Violenza gratuita per 650 euro
L’episodio è accaduto nei primi giorni di marzo, ed è stato ricostruito nei minimi dettagli dai militari dell’Arma. Secondo quanto accertato dai Carabinieri, la vittima era stata attirata in una sorta di trappola con il pretesto di una pizza in compagnia di amici. L’incontro è avvenuto presso un distributore automatico H24 in via Imbriani.

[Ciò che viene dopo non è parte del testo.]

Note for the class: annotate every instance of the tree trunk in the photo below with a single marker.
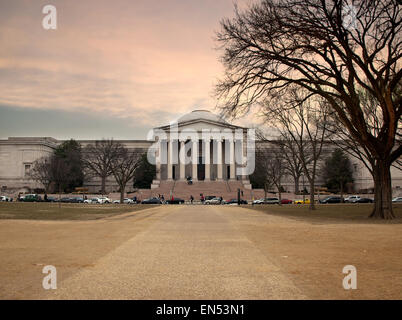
(312, 196)
(341, 187)
(382, 191)
(280, 195)
(103, 185)
(297, 184)
(122, 189)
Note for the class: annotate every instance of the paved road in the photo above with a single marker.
(189, 252)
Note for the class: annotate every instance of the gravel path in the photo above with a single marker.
(191, 252)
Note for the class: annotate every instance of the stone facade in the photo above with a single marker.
(207, 156)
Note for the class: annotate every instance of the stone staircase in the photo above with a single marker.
(180, 189)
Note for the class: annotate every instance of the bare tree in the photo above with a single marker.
(61, 173)
(99, 158)
(334, 49)
(41, 172)
(293, 164)
(302, 121)
(272, 164)
(124, 168)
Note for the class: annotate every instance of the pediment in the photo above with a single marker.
(199, 125)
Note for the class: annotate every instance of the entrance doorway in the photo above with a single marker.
(200, 169)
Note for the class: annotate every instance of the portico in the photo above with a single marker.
(199, 145)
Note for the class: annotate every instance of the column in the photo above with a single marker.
(182, 160)
(219, 159)
(207, 158)
(158, 159)
(194, 152)
(170, 156)
(232, 161)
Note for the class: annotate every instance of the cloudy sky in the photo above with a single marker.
(111, 69)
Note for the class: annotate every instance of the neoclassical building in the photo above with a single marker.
(200, 145)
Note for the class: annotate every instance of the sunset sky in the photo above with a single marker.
(111, 69)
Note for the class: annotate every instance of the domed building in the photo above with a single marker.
(198, 153)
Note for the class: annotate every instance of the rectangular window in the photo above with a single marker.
(27, 169)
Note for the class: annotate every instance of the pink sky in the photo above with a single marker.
(144, 60)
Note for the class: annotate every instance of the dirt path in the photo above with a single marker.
(199, 252)
(190, 253)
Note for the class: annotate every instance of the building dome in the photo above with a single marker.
(200, 115)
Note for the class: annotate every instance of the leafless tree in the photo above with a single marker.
(99, 158)
(41, 172)
(272, 164)
(293, 164)
(302, 121)
(124, 168)
(334, 49)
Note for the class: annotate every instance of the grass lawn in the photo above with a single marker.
(66, 211)
(329, 212)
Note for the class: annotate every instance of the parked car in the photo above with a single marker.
(5, 199)
(104, 200)
(258, 201)
(125, 200)
(217, 200)
(92, 201)
(301, 201)
(352, 199)
(76, 200)
(209, 197)
(175, 201)
(365, 200)
(31, 198)
(332, 199)
(151, 201)
(65, 200)
(271, 201)
(234, 201)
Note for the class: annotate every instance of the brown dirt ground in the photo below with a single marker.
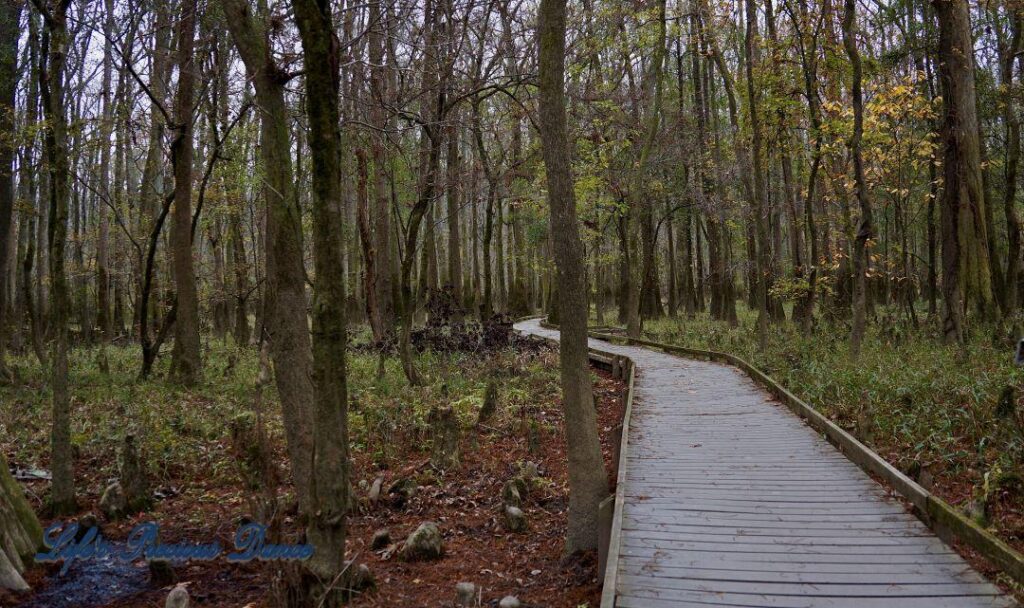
(464, 504)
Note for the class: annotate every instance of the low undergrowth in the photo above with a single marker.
(184, 436)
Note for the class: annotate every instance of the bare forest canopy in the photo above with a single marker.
(284, 174)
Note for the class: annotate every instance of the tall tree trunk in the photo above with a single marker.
(966, 276)
(10, 17)
(453, 193)
(326, 527)
(762, 277)
(285, 302)
(1008, 55)
(185, 361)
(105, 129)
(56, 41)
(379, 277)
(588, 482)
(865, 228)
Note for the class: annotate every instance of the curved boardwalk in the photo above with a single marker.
(732, 501)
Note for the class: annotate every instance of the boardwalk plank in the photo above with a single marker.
(730, 500)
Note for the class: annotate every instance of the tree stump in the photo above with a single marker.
(133, 477)
(444, 428)
(489, 403)
(20, 534)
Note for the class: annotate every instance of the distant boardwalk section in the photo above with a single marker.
(732, 501)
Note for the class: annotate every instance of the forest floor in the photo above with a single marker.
(927, 407)
(185, 439)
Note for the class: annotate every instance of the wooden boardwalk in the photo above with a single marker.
(730, 500)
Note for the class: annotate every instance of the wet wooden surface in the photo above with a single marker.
(732, 501)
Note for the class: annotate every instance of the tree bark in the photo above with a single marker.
(864, 228)
(285, 301)
(326, 525)
(588, 482)
(185, 358)
(55, 42)
(10, 17)
(966, 276)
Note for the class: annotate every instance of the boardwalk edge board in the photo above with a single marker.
(947, 522)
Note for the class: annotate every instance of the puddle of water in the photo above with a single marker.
(91, 583)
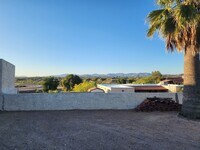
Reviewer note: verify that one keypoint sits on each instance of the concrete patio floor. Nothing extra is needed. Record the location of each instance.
(97, 130)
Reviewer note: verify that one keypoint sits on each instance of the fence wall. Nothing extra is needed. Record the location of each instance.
(70, 101)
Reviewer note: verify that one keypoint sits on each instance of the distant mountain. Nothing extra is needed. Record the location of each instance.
(111, 75)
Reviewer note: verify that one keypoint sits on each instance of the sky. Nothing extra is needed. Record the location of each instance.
(52, 37)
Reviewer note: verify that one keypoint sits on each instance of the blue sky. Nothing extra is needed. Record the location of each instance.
(50, 37)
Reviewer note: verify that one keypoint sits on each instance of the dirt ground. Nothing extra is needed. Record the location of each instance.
(97, 130)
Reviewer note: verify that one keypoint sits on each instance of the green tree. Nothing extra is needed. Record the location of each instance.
(84, 87)
(70, 81)
(156, 76)
(50, 83)
(121, 81)
(178, 22)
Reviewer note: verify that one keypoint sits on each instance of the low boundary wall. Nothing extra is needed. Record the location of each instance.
(82, 101)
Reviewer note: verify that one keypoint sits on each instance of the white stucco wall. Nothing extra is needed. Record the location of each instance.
(82, 101)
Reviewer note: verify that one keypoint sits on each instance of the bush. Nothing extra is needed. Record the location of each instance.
(50, 83)
(70, 81)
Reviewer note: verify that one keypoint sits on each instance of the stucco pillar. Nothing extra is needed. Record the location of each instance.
(7, 78)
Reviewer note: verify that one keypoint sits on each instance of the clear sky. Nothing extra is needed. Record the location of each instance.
(51, 37)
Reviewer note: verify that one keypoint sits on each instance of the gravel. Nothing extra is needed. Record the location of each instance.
(97, 130)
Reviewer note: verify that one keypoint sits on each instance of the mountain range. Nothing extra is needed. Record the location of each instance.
(111, 75)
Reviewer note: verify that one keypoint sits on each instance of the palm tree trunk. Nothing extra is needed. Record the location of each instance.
(191, 92)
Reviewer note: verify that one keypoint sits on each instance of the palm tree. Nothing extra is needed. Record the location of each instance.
(178, 22)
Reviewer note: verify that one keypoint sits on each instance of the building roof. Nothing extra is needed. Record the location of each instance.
(150, 88)
(95, 88)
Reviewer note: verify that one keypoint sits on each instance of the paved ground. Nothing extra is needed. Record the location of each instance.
(95, 130)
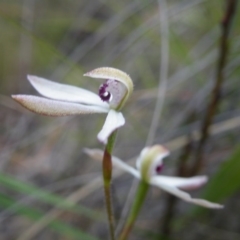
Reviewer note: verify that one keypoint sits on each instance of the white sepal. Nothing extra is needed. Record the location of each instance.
(179, 182)
(186, 197)
(55, 108)
(113, 121)
(65, 92)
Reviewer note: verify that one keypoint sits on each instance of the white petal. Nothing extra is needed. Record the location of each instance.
(113, 121)
(65, 92)
(97, 154)
(186, 197)
(183, 183)
(53, 107)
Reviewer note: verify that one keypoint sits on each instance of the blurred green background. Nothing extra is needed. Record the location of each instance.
(48, 188)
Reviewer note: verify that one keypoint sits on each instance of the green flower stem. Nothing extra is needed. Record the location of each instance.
(140, 196)
(107, 176)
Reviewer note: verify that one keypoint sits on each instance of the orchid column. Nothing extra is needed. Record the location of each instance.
(63, 100)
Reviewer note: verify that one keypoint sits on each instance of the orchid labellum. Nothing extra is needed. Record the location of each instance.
(62, 100)
(148, 168)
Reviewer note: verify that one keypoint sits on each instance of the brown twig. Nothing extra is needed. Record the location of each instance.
(215, 96)
(182, 168)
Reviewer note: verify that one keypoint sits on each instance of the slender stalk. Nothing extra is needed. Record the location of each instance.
(107, 176)
(215, 96)
(140, 196)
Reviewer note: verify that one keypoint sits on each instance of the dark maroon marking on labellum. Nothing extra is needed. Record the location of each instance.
(159, 169)
(104, 95)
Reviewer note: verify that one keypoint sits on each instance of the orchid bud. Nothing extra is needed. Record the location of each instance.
(150, 161)
(116, 89)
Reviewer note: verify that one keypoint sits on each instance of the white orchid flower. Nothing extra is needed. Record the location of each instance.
(63, 100)
(148, 167)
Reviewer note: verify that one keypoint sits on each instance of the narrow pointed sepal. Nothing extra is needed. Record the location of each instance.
(64, 92)
(53, 107)
(186, 197)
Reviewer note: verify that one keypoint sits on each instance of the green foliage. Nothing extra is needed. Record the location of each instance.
(34, 214)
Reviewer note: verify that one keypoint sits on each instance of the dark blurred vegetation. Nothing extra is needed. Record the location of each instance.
(43, 169)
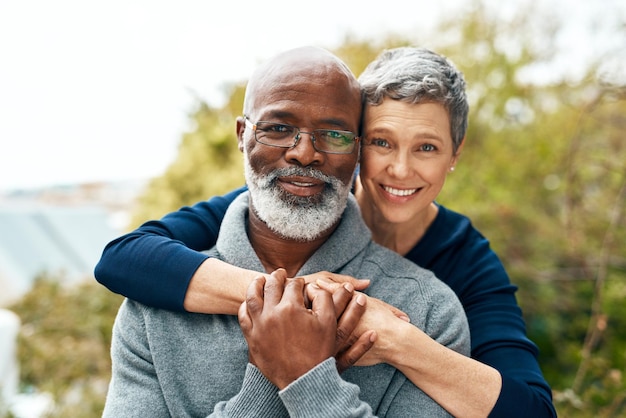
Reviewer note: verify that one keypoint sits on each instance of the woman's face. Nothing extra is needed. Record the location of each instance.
(406, 155)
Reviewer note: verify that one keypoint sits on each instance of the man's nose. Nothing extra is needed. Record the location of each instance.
(303, 152)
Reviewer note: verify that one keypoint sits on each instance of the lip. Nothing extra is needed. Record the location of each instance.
(398, 194)
(302, 186)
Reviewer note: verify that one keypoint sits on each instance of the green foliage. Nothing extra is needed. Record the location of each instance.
(208, 163)
(542, 175)
(64, 342)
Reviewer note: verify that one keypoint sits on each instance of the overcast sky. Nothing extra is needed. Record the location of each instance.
(101, 90)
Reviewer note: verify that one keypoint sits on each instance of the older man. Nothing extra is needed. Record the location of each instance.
(298, 136)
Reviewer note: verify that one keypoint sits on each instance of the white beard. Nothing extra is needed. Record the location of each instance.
(293, 217)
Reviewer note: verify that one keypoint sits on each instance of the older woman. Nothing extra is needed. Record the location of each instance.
(413, 132)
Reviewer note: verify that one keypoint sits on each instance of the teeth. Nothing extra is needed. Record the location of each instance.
(398, 192)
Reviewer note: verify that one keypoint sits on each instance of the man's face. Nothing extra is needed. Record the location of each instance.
(300, 192)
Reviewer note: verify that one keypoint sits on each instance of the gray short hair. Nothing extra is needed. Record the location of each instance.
(417, 75)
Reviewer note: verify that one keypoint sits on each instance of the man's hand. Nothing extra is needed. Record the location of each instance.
(384, 320)
(349, 308)
(285, 338)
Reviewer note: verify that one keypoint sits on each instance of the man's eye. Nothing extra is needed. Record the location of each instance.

È qui che è avvenuta l’aggressione violenta. L’uomo, con il supporto della propria compagna (presente sul posto e già nota alla vittima), avrebbe aggredito il disabile con estrema ferocia. Il 50enne è stato afferrato per le braccia, schiaffeggiato e infine sbattuto violentemente contro un muro. Durante l’aggressione, l’uomo è riuscito a impossessarsi del portafoglio della vittima, contenente 650 euro, parte della pensione di invalidità appena prelevata.
Le indagini e l’arresto
A incastrare l’aggressore sono state le telecamere di videosorveglianza del distributore. I filmati hanno restituito agli inquirenti scene inequivocabili della violenza mostrando l’uomo che strattona la vittima, lo colpisce e infine fugge con il denaro. Nonostante il comprensibile terrore di ritorsioni, la vittima ha trovato la forza di denunciare l’accaduto ai Carabinieri, confermando che l’aggressore sapeva del prelievo della pensione.
Su richiesta della Procura della Repubblica di Trani, il GIP ha disposto per il 46enne la custodia cautelare in carcere. L’uomo è stato trasferito in istituto di pena, dove resta a disposizione dell’Autorità Giudiziaria.